Unruly Order presents nine essays on the High Provinces of the Southern Peruvian Andes, a rugged, isolated area long characterized by a weak state, omni-present bosses (gamonales), and supposedly “uncivilized” Indians. Violence is a key element in this folklore and, as the book shows, in daily life. Not only is rustling a major activity, but labor and political relations are marked by coercion, heightened since the 1980s with the violence by and against Shining Path.
Deborah Poole’s introduction to this book is dazzling, and deserves a broad readership. She provides a strong historical overview and summarizes innovative theoretical perspectives on violence, demonstrating their relevance for the Andes. In this respect, she outlines interpretations that place violence as a central part of social relations rather than an aberration. Poole also develops an important argument: that race is a central element of Andean people’s ideology, and that its construction and practice need to be addressed. While social scientists are more comfortable with the term ethnicity, race is the concept employed in the Andes.
All the essays emphasize peasant agency and, to varying degrees, apply post-structuralist views on the multiple understandings and representations of violence. In the second of her three chapters, Poole traces how both gamonales and Cuzco indigenista intellectuals created a highly gendered and often nostalgic depiction of the “untamed” and violent High Provinces, presenting themselves as saviors who could bridle the Indians’ “indomitable spirit.” She then analyzes how these notions are recreated in contemporary ritual. In his two contributions—one on a 1931 skirmish between the police and Indians and the other on ritual battles—Benjamin Orlove examines diverse ways that violence is comprehended and presented. Peter Gose emphasizes the ubiquity of race in Andean practice and discourse, showing how racial notions shape spatial divisions in the town of Huaquirca.

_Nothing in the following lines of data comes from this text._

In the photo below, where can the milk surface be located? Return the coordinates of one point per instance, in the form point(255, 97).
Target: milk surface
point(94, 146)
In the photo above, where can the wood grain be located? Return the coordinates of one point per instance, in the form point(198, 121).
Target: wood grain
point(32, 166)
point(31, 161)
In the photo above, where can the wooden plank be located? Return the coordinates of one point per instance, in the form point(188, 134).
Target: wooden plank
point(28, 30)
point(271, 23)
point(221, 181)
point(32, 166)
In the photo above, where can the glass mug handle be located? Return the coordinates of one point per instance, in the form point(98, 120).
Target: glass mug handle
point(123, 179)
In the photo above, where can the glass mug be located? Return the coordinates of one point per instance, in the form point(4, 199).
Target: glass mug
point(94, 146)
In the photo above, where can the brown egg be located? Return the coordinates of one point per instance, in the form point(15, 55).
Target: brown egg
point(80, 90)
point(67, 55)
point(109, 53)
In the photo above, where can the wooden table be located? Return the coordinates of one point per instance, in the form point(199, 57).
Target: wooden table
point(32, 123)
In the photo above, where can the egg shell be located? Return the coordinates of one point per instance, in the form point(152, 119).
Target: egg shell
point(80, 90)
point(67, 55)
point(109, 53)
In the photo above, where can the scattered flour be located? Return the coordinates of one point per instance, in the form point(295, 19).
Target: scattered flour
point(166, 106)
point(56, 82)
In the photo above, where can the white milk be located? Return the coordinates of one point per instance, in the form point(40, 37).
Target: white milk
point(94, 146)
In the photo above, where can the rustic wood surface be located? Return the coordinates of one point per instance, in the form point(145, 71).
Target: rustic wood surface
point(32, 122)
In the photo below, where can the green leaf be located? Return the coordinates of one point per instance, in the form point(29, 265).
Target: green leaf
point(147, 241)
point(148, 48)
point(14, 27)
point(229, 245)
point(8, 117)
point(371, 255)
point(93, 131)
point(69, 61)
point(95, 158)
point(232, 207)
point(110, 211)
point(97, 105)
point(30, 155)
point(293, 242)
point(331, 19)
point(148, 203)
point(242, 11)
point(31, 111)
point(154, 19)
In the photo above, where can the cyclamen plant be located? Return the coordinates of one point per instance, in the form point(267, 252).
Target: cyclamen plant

José Luis Rénique analyzes political struggles of the 1980s in the High Provinces and the Lake Titicaca area, where the peasant movement thwarted the Shining Path. While analysts have presented the region as an unusual success story of civil society in Peru in the 1980s, Rénique deftly chronicles the complexity and human cost of those battles. The other essays provide a useful geographical and historical overview of the region and examine the legacy of the 1969 agrarian reform in one community.
While the introduction and many of the articles demonstrate the promise of recent thinking on violence, the concluding essay by Poole is less satisfactory. Arguing that different ideological blinders inhibited a full understanding of Shining Path by Peruvian and foreign intellectuals, Poole brings in the French Revolution, Foucault on fascism, and Abimael Guzman’s dense thesis to examine the guerrilla group. Her criticism is at times exaggerated and her alternative views are, in some regards, unconvincing. Not only is it presumptuous to imply that such disparate topics must be mastered in order to comprehend Shining Path, but her explanation does not adequately address why some groups supported this movement. In contrast, the sections of her conclusion on violence in the Upper Provinces are as innovative and intelligent as her other contributions, drawing together the key points of this fine volume. By focusing on a particular region, compiling the work of outstanding scholars, and incorporating innovative theoretical perspectives, Unruly Order constitutes a landmark book not only for Andean studies but also social theory.